Each identified EST-contig was then used for a second BLASTN search in the FORESTs database to search for other putative MADS-box sequences. All EST-contigs found in the database that presented an E-value of 10-5 or lower were selected and inspected for the presence of the conserved MADS-box motif. This procedure was performed using the InterProScan and PRODOM programs. At this point, six additional EST-contigs were identified (EGJMFB1092E09.g, EGCCFB1224D05.g, EGUTFB 1098B01.g, EGBMLV2270D12.g, EGBFFB1042G10.g and EGQHRT6253G06.g). Nevertheless, a single new EST-contig (EGJMFB1092E09.G) was added to the previous group of 23 EST-contigs, increasing the total to 24 EST-contigs included in the following analyses. The other five EST-contigs coded for proteins with incomplete MADS-box were excluded from the analysis. To conclude the identification analysis, a third round of BLAST (tBLASTN) search was performed using consensus amino acid sequences from MADS-box present in A. thaliana MADS-box proteins; however, no additional EST-contigs were identified.

Sequences alignment was performed at the CLUSTALW website (www.ebi.ac.uk/index/clustalw.html) using default parameters.
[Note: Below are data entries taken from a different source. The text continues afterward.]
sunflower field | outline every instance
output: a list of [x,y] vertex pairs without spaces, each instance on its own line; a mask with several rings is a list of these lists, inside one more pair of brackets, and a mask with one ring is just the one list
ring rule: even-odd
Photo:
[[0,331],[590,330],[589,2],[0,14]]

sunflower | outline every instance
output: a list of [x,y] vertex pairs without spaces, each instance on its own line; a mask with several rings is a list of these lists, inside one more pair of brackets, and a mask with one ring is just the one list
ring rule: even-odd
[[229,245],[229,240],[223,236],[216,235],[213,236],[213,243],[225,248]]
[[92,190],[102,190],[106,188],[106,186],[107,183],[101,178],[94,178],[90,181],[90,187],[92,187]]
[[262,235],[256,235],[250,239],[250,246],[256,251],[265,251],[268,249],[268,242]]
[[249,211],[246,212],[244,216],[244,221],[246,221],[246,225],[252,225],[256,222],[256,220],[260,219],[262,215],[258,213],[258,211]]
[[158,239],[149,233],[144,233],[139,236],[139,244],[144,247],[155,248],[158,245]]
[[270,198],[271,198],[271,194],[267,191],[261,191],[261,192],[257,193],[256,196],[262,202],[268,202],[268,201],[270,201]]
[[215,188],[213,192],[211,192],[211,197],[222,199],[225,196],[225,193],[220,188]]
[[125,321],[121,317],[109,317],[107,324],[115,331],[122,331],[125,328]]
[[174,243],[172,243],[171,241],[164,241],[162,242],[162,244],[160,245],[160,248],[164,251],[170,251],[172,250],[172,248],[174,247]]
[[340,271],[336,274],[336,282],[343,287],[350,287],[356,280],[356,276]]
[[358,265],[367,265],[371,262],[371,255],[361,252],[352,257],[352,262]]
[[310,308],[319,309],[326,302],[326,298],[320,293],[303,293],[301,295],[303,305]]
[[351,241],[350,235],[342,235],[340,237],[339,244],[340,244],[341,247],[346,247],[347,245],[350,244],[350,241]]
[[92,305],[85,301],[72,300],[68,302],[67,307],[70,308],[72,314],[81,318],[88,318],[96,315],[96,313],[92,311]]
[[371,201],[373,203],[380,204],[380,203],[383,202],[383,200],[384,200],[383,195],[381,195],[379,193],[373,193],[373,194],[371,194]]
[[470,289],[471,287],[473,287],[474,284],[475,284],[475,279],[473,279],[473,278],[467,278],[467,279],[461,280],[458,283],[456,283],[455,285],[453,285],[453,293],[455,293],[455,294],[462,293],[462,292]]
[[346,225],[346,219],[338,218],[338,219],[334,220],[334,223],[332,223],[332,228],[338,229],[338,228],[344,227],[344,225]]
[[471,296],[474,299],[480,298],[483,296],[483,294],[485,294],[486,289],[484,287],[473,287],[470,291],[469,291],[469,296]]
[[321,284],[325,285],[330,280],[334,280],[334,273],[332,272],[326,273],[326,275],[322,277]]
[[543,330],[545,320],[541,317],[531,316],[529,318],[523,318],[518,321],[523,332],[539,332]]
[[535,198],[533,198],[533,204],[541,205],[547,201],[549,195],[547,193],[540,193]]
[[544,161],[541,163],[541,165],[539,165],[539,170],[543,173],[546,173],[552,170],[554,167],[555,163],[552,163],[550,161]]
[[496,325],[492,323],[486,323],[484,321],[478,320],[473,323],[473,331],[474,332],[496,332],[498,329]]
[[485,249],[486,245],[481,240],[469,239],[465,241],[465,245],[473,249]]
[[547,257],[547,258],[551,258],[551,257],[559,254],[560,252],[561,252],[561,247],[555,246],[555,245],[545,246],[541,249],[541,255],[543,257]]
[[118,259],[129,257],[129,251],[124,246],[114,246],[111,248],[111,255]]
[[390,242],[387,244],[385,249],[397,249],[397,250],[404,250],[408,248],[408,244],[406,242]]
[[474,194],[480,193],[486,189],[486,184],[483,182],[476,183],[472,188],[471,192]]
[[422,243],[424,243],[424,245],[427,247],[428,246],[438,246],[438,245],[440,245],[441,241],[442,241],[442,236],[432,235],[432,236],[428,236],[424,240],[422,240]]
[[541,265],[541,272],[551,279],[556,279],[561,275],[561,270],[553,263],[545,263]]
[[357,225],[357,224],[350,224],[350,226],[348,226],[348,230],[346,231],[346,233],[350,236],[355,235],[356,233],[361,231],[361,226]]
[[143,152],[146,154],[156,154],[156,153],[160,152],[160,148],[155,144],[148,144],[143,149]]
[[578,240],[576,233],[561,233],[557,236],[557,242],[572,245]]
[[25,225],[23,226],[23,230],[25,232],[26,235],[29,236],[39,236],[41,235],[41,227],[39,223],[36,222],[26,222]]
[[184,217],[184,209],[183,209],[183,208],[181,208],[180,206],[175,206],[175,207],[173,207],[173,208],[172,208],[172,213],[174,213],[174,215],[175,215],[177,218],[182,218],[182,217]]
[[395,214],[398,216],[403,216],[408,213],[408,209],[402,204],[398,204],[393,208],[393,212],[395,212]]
Amino acid sequences were used for the phylogenetic analysis due to the high variability of the sequences and the unreliability of the nucleotide alignment. Final alignment was visually inspected and manually corrected. Also, wherever homology could not be ascertained, segments were removed from the subsequent phylogenetic analyses. The Molecular Evolutionary Genetics Analysis (MEGA) software, version 2.0 (Kumar et al., 2000) was used for the phylogenetic analysis. Average p-distances were high so the Poisson model was used to provide unbiased estimates of the number of substitutions between sequences. Phylogenetic trees were obtained from the Neighbor-joining method with Poisson distances (Saitou & Nei, 1987), and the pair-wise deletion option. The confidence probability test was performed to evaluate interior branch stability. This test is known to be a reliable estimator of the confidence of clusters in a distance-based tree (Sitnikova et al., 1995).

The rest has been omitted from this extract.